The brazen murder of Jessica Chavez
On February 9, 2001, fellow soldiers found 2nd Lt. Jessica Chavez close to death with a bullet wound in her chest in her own room inside the AFP headquarters in Fort Bonifacio, Makati. She died before reaching the hospital. Instead of waiting for the investigators, the officers in her battalion immediately ordered her room cleaned, discarding everything that would be useful to an investigation. Jessica served as the platoon leader of the 191st Military Police Battalion stationed in Fort Bonifacio.
After a token investigation, the AFP declared Jessica a suicide. But according to a medico-legal expert from the National Bureau of Investigation, Jessica could not have killed herself because the gun that killed her was fired far from her body. It is also difficult for someone trying to kill herself to point a gun at her own chest. Furthermore, Jessica tested negative for powder burns, and hence could not have fired the gun that killed her. Nevertheless, in its final report, the NBI still declared Jessica's death a suicide.
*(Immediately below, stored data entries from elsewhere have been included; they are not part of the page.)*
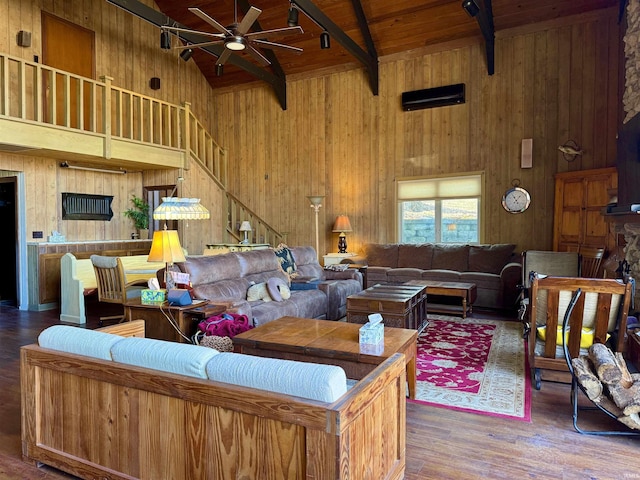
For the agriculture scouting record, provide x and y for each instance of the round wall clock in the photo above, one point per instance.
(516, 200)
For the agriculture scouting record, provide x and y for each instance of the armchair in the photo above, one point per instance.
(600, 312)
(111, 283)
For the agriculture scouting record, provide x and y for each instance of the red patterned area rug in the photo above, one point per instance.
(474, 365)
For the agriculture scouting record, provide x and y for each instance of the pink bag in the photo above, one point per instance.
(225, 325)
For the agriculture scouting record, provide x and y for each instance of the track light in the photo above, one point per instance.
(325, 40)
(471, 7)
(292, 19)
(165, 40)
(186, 54)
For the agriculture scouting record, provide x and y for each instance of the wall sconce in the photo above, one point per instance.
(154, 83)
(245, 227)
(342, 225)
(471, 7)
(316, 203)
(325, 40)
(292, 19)
(186, 54)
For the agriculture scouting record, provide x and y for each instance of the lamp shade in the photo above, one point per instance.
(178, 208)
(166, 247)
(342, 224)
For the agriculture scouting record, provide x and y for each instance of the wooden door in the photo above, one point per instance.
(71, 48)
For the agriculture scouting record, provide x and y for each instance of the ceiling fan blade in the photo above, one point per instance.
(265, 44)
(248, 20)
(224, 57)
(203, 16)
(257, 55)
(272, 33)
(195, 32)
(200, 45)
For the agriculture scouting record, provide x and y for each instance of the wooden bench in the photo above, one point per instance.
(77, 280)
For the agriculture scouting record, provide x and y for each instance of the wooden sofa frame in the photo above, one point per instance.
(101, 419)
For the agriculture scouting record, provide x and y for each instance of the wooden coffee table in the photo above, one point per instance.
(467, 292)
(329, 342)
(401, 306)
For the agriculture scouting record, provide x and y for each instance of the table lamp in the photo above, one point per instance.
(246, 228)
(166, 248)
(342, 225)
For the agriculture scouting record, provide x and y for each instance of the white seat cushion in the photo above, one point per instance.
(79, 341)
(181, 358)
(325, 383)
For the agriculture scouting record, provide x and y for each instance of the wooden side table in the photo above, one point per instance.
(159, 318)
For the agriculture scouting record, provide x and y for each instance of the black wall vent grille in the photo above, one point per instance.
(81, 206)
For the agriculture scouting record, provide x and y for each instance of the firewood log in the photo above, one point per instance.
(585, 376)
(606, 403)
(627, 380)
(605, 364)
(631, 421)
(624, 396)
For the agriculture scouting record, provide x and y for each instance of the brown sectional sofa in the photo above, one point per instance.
(495, 269)
(226, 279)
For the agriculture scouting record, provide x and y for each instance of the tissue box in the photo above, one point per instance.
(371, 334)
(152, 297)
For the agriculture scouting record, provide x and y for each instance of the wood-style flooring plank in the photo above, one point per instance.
(441, 444)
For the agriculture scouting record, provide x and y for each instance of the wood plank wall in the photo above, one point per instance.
(553, 82)
(127, 49)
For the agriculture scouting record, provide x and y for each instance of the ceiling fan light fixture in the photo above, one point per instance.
(471, 7)
(186, 54)
(165, 40)
(292, 19)
(325, 40)
(235, 43)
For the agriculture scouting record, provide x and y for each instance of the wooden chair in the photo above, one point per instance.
(590, 258)
(111, 283)
(601, 311)
(576, 385)
(543, 262)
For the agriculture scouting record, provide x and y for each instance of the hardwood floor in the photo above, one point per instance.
(441, 444)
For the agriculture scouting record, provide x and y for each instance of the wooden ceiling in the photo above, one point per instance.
(395, 26)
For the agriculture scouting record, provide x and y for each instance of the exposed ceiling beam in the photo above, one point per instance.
(485, 22)
(159, 19)
(369, 60)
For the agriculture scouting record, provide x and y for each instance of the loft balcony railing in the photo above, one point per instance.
(36, 94)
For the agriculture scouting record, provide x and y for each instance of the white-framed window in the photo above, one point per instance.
(440, 209)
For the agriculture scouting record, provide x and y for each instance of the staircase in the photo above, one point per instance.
(44, 108)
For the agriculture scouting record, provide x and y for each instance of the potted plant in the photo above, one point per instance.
(139, 213)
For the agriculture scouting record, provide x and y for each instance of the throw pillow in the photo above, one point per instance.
(285, 258)
(278, 289)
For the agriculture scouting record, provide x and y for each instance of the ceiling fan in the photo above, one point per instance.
(236, 37)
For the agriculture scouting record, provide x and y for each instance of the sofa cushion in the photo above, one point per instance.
(210, 269)
(441, 275)
(181, 358)
(415, 256)
(450, 257)
(381, 255)
(490, 258)
(79, 341)
(403, 275)
(325, 383)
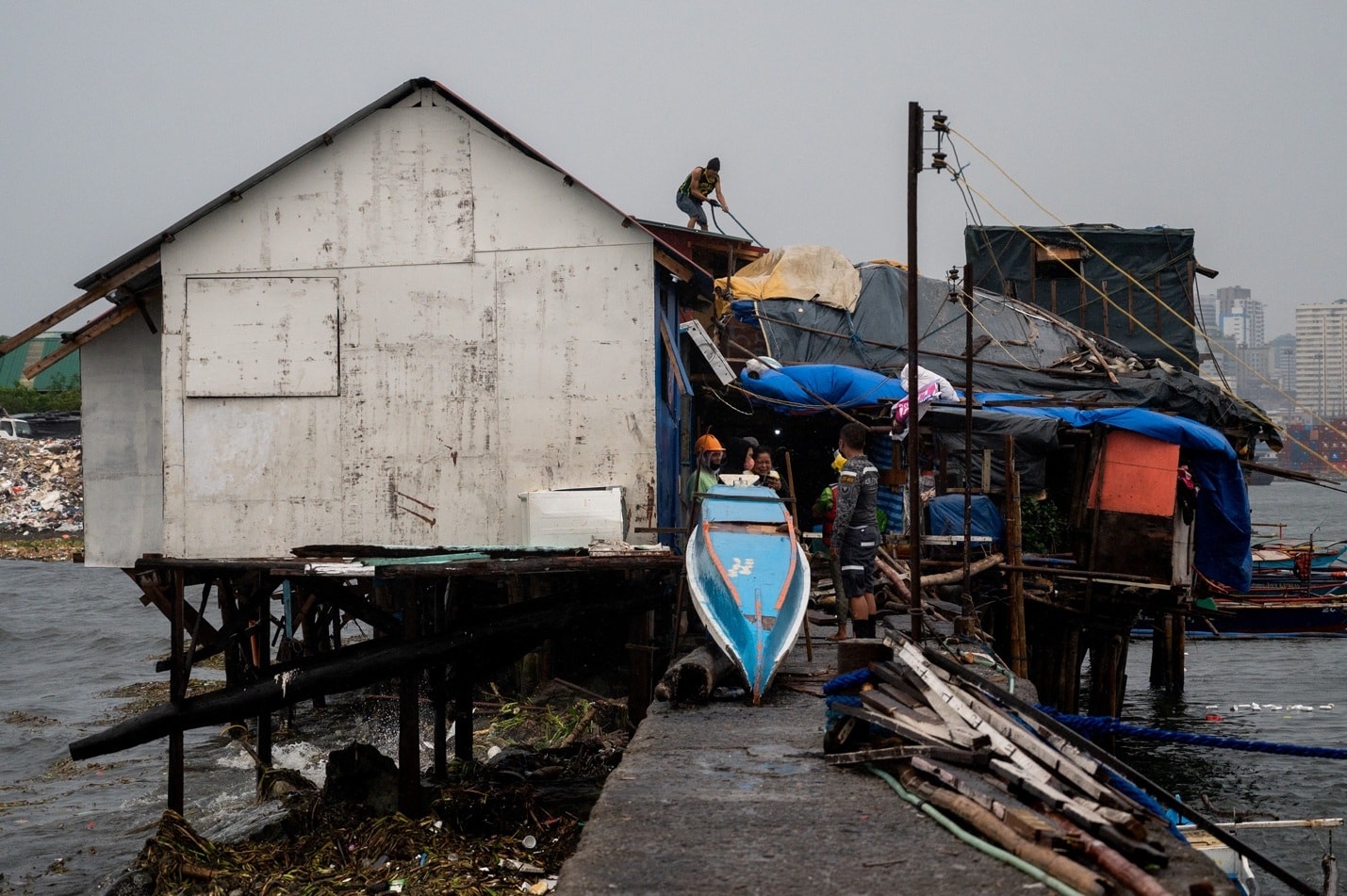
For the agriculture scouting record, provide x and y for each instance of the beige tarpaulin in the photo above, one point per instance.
(807, 273)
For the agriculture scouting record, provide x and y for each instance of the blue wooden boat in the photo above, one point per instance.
(749, 578)
(1299, 557)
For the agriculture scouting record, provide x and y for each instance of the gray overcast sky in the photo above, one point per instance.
(1227, 117)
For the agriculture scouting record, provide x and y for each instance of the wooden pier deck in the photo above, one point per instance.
(731, 798)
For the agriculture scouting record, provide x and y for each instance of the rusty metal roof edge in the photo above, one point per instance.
(383, 103)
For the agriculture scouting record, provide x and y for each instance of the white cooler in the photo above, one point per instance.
(573, 517)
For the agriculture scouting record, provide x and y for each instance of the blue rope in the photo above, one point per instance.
(847, 681)
(1109, 725)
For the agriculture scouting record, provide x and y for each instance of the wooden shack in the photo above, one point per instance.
(386, 336)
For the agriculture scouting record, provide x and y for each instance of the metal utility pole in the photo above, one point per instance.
(915, 122)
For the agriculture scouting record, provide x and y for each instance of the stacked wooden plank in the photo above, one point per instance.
(1007, 779)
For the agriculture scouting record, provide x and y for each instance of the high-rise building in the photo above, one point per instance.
(1322, 358)
(1240, 317)
(1284, 362)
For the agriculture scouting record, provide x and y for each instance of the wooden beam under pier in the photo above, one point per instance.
(364, 665)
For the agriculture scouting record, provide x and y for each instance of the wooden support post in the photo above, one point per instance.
(1160, 651)
(408, 710)
(464, 710)
(261, 641)
(641, 656)
(1071, 667)
(1108, 653)
(439, 688)
(176, 692)
(1177, 646)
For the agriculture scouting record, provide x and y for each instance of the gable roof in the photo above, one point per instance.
(138, 272)
(386, 101)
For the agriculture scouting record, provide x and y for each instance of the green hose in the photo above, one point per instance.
(977, 842)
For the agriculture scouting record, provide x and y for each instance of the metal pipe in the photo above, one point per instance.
(915, 119)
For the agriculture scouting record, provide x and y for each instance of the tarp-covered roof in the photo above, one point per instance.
(1017, 349)
(1224, 529)
(1156, 291)
(816, 273)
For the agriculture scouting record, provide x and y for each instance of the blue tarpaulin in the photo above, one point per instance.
(1222, 525)
(945, 517)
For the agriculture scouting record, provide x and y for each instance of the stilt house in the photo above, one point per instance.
(386, 336)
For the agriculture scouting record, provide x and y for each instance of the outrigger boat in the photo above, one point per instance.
(1299, 557)
(749, 578)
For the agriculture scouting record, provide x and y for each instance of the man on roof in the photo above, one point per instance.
(697, 188)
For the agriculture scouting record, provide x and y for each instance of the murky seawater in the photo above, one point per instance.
(71, 635)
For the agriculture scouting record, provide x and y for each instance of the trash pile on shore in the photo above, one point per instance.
(501, 825)
(41, 486)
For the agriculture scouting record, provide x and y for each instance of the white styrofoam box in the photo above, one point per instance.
(571, 517)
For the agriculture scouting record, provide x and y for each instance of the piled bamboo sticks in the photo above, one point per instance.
(1013, 783)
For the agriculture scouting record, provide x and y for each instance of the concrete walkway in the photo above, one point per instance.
(733, 798)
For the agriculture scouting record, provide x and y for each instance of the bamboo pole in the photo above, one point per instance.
(1068, 872)
(790, 486)
(1014, 556)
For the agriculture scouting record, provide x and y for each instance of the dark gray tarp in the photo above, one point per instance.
(1035, 439)
(1017, 349)
(1158, 260)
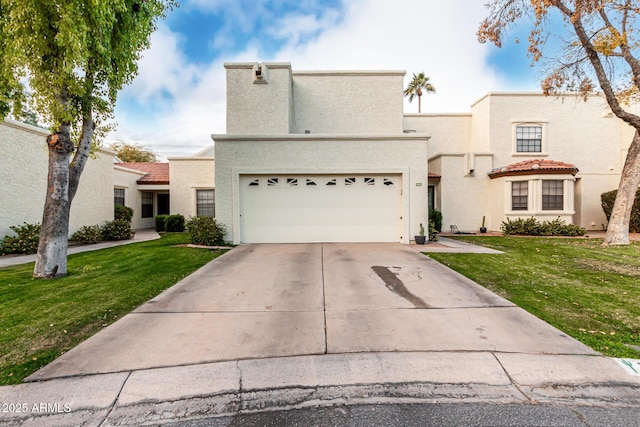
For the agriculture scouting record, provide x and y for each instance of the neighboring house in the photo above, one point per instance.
(23, 173)
(330, 156)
Two months before she died, a worried Jessica came home to her family in Poblacion, Sta. Cruz, Ilocos Sur. She confided to her grandmother that her own superiors were using her in gunrunning and other anomalous tran-sactions. Once, she was ordered to secure a shipment of arms from Mindanao at the port in Manila in order to sell them outside the AFP. To ensure her own loyalty, she was offered a large sum of money, but she refused to accept it. She informed her family of her decision to leave the military and expose the corruption in the AFP, but was unable to carry out her plan.
A few days after she was killed, her family stumbled on a cassette tape that recorded a suspicious conversation involving four people detailing an illegal operation. The AFP officials ignored the tape in their "investigation."
It is clear that Jessica was murdered to prevent her from exposing the rampant corruption within her own battalion. Her family and her classmates believe that if she were alive, she would have been one of the soldiers who mutinied on July 27.